AnchorTabularExplainer without categorical features #3

asstergi · 2018-02-05T19:03:04Z

Firstly, the paper is great and I'm really looking forward to using the package.

I tried to use it on my own data where the AnchorTabularExplainer() object does not have any categorical_names (i.e. categorical features). I see that the code when calling the explain_instance() method goes to https://github.com/marcotcr/anchor/blob/master/anchor/anchor_tabular.py#L215 and since there are no categorical features, the mapping dict remains empty and so the method is not working.

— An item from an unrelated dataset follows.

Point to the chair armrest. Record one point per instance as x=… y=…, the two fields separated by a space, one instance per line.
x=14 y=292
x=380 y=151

Am I missing something? Or, is there something I can do to overcome this?

The text was updated successfully, but these errors were encountered:

marcotcr · 2018-02-05T22:56:46Z

Hello,
I'm glad you found the paper interesting.
You are not missing something, this is a bug in the code.
The anchor method needs categorical data, so I used to have a discretizer in the __init__ method for when the model uses numerical features. To be clear: the black box model can use continuous data, but the resulting anchor will be in discretized bins, such as "If Salary > 5000, predict X".

I must have removed that at some point and forgotten to put it back in.
I'll try to add it back soon, thanks for letting me know.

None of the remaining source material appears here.